Hmm. I'll poke around and see what's happened.


----------



## Echomikedelta (Nov 6, 2016)

I am experiencing this issue on most of the databases.


----------



## Echomikedelta (Nov 6, 2016)

Confirmed, the following databases are showing a blank vbulletin message when accessed.

Class Archetypes
Backgrounds
Feats
Monsters
Races
Spells

Please get these fixed.


----------



## Echomikedelta (Nov 7, 2016)

Any word on when this may be fixed?


----------



## Morrus (Nov 7, 2016)

Echomikedelta said:


> Any word on when this may be fixed?




When I figure out what broke it.


----------



## Echomikedelta (Nov 11, 2016)

Any idea what may be causing it?


----------



## Morrus (Nov 11, 2016)

If I had, I'd have fixed it!


----------



## celerum (Dec 12, 2016)

Bump


----------



## JEB (Dec 26, 2016)

Just came back to take a look at the newest stuff after months away and discovered this issue. Hope to see it fixed soon, it would be a real shame if all that material was lost.


----------



## Echomikedelta (Mar 27, 2017)

I think it is lost.


----------



## Kalizaar (Dec 4, 2017)

Good news: I found this post instead of starting another one.

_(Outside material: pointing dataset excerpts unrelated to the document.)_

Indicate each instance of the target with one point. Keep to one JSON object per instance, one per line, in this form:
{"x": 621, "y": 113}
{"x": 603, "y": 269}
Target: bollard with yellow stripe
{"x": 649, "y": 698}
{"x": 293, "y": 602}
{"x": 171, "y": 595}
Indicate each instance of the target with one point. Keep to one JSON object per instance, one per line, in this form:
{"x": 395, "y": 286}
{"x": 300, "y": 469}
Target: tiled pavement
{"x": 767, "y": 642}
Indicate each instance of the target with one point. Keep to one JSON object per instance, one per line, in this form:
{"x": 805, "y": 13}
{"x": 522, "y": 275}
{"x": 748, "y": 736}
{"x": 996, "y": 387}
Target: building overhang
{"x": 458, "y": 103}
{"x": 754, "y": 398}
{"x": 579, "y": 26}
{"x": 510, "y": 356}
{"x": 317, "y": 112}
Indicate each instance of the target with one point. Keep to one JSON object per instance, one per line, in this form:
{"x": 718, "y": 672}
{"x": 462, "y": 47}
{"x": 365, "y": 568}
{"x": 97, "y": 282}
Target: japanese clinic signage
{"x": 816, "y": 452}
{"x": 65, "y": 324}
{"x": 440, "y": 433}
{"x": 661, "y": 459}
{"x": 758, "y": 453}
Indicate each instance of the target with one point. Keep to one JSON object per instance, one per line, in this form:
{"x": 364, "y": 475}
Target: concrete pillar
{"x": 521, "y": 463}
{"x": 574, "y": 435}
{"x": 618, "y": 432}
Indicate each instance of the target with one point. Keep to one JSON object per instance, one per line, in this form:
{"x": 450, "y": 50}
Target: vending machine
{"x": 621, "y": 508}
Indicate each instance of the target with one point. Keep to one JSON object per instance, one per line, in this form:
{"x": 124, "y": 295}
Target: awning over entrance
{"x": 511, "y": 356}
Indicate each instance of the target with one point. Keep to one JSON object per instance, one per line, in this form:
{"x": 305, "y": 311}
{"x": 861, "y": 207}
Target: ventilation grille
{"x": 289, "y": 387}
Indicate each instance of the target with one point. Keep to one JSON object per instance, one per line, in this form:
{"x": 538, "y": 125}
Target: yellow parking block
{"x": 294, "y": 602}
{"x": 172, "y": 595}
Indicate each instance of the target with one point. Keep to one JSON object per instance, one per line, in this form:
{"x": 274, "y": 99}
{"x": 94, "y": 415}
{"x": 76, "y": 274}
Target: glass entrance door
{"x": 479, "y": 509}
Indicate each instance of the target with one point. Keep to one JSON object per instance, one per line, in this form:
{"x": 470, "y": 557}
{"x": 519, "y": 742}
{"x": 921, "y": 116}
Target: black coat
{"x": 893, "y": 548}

Bad news: Still no database links


----------



## JEB (Dec 5, 2017)

The Internet Archive has a partial copy of the database, FWIW: http://web.archive.org/web/20160430...g/forum/content.php?1883-Fan-Content-Database


----------



## Morrus (Dec 6, 2017)

It's off-the-shelf software, and the developer has closed up shop. They used to provide support, but they don't any more.

The product is called VB Dynamics:

http://www.vbadvanced.com

You are more than welcome to see if you can persuade the developer to help out, but the last time he posted on his own site was back in 2016!


----------



## guilhermequintella (Dec 17, 2017)

Is the database still offline?


----------